But keep in mind it has to detect the test pretty early. Because non-test-mode emissions are 40x, it has to detect it well before 1/40th of the test is over or it will dominate the average.
The engineer/engineers who pulled this off were pretty slick. I don't condone the cheat, but I am still trying to figure out how they turned on specific emmissions devises, or fooled with pulse cycles, etc.
I have a weird feeling it wasn't fool proof, and they're a bunch of VW owners who failed smog? They brought the auto back, or to a different shop and the code somehow turned on the right components, leaned out injectors, etc? The problem is the customer had to pay for this slick trick.
These smog tests are not cheap in my neck of the woods. Every two years, I end up paying close to $100. They always try to nail me with the "leaky" fuel cap.

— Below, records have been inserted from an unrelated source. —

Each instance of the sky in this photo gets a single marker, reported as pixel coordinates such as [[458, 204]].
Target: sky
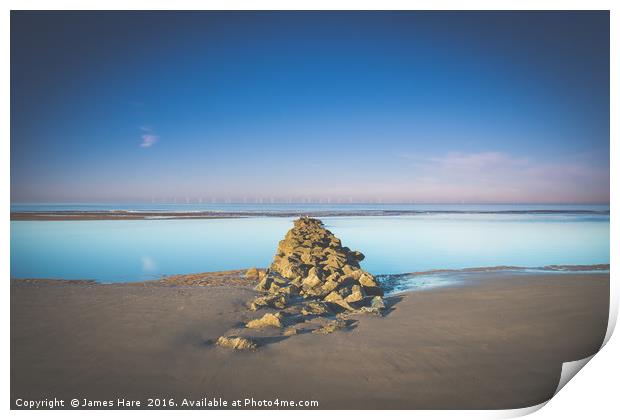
[[435, 107]]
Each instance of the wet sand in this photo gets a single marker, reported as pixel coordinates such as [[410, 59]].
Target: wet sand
[[497, 343]]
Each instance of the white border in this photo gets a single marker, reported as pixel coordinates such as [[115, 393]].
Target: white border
[[593, 394]]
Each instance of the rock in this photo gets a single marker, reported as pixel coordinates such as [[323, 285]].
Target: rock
[[314, 308], [367, 280], [311, 281], [333, 297], [236, 343], [313, 275], [330, 327], [278, 301], [268, 320], [357, 294], [290, 331], [252, 273]]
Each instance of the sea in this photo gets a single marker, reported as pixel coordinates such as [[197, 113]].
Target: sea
[[395, 238]]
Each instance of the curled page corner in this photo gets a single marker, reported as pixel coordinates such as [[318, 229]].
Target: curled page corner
[[570, 369]]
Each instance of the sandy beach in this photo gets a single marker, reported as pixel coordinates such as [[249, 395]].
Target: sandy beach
[[496, 343]]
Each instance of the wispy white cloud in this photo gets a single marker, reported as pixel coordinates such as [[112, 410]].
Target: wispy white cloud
[[497, 176], [148, 140], [148, 137]]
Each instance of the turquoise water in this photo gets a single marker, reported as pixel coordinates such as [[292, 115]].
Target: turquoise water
[[129, 250]]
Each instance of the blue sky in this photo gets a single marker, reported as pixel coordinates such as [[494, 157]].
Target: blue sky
[[350, 106]]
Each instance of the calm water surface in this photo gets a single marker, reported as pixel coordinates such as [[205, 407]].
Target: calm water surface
[[129, 250]]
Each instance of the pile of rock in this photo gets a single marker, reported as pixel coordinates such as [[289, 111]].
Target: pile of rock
[[312, 280], [311, 263]]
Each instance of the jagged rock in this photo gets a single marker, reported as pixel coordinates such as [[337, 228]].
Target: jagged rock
[[290, 331], [377, 302], [236, 343], [311, 265], [330, 327], [278, 301], [268, 320], [314, 308], [252, 273], [357, 294]]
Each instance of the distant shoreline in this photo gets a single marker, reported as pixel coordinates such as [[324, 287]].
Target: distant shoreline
[[236, 277], [68, 215]]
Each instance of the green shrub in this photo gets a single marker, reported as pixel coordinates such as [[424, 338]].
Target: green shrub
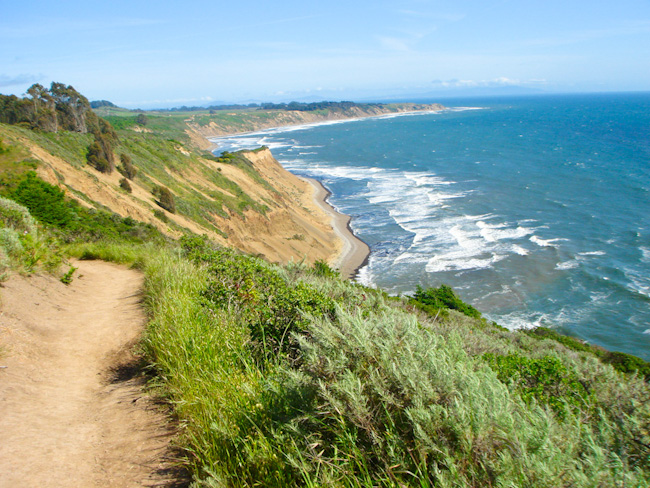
[[126, 168], [627, 363], [10, 242], [273, 309], [45, 202], [125, 185], [444, 297], [321, 268], [16, 216], [546, 380]]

I just keep a new one in the back storage area, and bring it out at the right time. I'm an ex-mechanic so my vechicle always pass the emmission test, but boy, I have had problems with the visual test.
While I'm here, some of us drive older cars, for a long time. Smog shops in California are required to have one copy of an Emissions Publication. Most use use Motor Publications. That manual is filled with errors. It's is the cheapest emmission manual on the market.
If you happen to fail a visual smog test, go to a smog shop that has access to Mitchell Emission Smog manuals(OnDemand5).
I have yet to find an error in Mitchell manuals.
(The only reason so many smog shops only buy the Motor publications is because they are cheap. Any Smog technician will tell you they have found multiple errors in Motor Emission Publications. Vechicle owners don't have a clue to this problem, and are just sent home with a failed Smog test, or end up spending a day taking to CARB--just praying they will get an exemption. All of this is due to errors in Motor Emission Publications.)